Christmas specials are flying off the shelves – 4,600 bags of satsumas a week, and 4,700 tins of Quality Street at £5 a time.

In
the grip of recession, the high street has had a tough year. But the
supermarkets have proved exceptionally resilient, and Bond reckons
sales will be huge next week, possibly 20% higher than last year
“because the whole nation is off for four days”. Asda has been raking
back through its archives to 1998 – the last time Christmas was on a
Friday – in an attempt to predict shopping patterns and get the right
goods on to the shelves.

In a briefing with staff, Bond gets tips
from his frontline troops: they want more back-up from the Leeds head
office and the checkout women are fed up with having to stick to a
prepared script when they talk to customers: “Why can’t we just let
people be themselves with customers?” says one long-serving staff
member. “Why do we force the girls to say the same thing for eight
hours?” As for the Asian clothes range – it is dire, and “way
overpriced”.

There are many signs of recession – from lower staff
turnover to queues for marked-down goods and a big rise in “put-backs”
– where shoppers pick a product and then ditch it in another part of
the store or at the till when they realise they cannot afford it.

At
this store, put-backs have hit 70-80 trolleyloads a day.
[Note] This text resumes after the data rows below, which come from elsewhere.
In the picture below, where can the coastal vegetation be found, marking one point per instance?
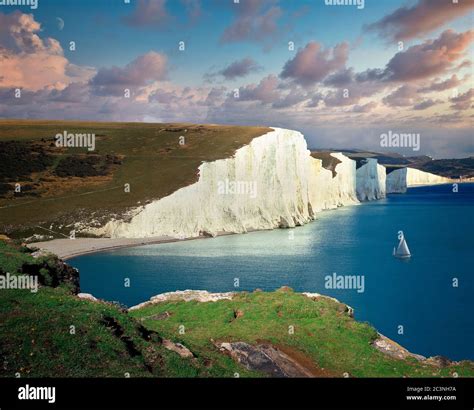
(53, 332)
(132, 164)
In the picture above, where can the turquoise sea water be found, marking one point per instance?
(418, 293)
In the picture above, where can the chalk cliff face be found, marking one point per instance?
(271, 182)
(399, 180)
(370, 182)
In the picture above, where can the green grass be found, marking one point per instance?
(36, 338)
(154, 164)
(323, 332)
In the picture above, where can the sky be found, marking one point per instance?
(343, 75)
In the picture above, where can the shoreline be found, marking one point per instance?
(66, 249)
(70, 248)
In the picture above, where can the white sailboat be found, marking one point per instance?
(402, 250)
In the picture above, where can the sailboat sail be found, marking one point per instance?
(402, 250)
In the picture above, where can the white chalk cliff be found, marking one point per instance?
(281, 185)
(272, 182)
(370, 181)
(399, 180)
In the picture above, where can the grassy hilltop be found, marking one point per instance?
(65, 185)
(108, 341)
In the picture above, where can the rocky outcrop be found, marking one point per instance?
(186, 295)
(53, 272)
(400, 179)
(271, 182)
(265, 358)
(370, 181)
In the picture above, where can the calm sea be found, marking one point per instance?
(424, 303)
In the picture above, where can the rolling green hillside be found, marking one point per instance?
(65, 185)
(37, 340)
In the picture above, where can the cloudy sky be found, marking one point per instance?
(342, 75)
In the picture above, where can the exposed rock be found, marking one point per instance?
(391, 348)
(439, 361)
(299, 187)
(182, 350)
(186, 295)
(53, 272)
(87, 296)
(399, 180)
(265, 358)
(348, 309)
(370, 181)
(285, 289)
(160, 316)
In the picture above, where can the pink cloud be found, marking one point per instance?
(433, 57)
(312, 64)
(256, 21)
(31, 62)
(141, 71)
(425, 16)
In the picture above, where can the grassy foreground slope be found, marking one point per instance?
(36, 337)
(64, 185)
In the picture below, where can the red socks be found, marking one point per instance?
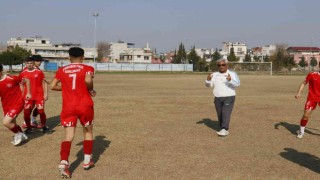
(16, 129)
(87, 146)
(35, 112)
(65, 150)
(66, 146)
(27, 120)
(43, 117)
(303, 122)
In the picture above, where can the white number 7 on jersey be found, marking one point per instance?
(74, 77)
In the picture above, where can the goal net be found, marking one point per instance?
(251, 67)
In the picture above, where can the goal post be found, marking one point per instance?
(251, 67)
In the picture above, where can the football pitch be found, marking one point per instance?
(163, 126)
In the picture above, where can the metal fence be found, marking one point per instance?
(53, 66)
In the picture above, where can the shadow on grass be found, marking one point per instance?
(293, 128)
(210, 123)
(52, 123)
(303, 159)
(100, 145)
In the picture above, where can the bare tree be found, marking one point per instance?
(103, 50)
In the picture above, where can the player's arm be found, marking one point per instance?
(209, 80)
(45, 89)
(301, 87)
(27, 81)
(233, 79)
(89, 83)
(55, 85)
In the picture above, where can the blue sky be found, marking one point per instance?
(165, 23)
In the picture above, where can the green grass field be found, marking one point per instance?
(163, 126)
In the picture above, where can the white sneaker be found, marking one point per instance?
(223, 132)
(18, 138)
(64, 169)
(24, 136)
(300, 135)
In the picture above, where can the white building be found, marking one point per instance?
(263, 51)
(240, 49)
(126, 53)
(205, 53)
(43, 47)
(268, 50)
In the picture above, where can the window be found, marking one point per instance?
(29, 40)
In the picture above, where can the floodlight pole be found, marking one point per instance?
(95, 15)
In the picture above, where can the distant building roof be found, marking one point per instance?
(303, 49)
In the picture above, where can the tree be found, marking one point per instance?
(266, 59)
(162, 57)
(216, 56)
(302, 62)
(290, 63)
(232, 57)
(194, 58)
(247, 58)
(203, 64)
(313, 62)
(256, 58)
(103, 50)
(181, 55)
(14, 57)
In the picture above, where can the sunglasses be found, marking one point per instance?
(219, 65)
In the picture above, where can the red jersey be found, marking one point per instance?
(313, 79)
(74, 89)
(36, 78)
(10, 91)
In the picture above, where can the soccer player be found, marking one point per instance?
(313, 78)
(39, 95)
(77, 89)
(37, 63)
(12, 103)
(224, 83)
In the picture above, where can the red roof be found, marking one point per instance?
(303, 48)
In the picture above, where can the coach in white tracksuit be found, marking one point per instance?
(224, 83)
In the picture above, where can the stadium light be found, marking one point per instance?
(95, 15)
If the goods
are frozen or chilled, they often have to be thrown away. Wednesdays,
which was previously one of the quietest days of the week, is now far
busier – Wednesday is also benefits day.

Theft is also on the
rise, from petty pilfering to the sort of “push out” that Naz has just
foiled – a reflection, reckon his colleagues, of the dire financial
straits of many shoppers. “Some people you just know are going to
steal,” Bond is told. “They come in and buy something small but ask for
a big bag,” intending to fill it with lifted booty. The self-scan
checkouts, they reckon, are a particular problem.

Bond admits
theft is a serious issue – especially robberies aimed at the
cash-collection companies. “They have a very threatening job,” he says.
Asda is seeing one or two such robberies every month and across the
retail sector Bond reckons there will be more than 100 this month.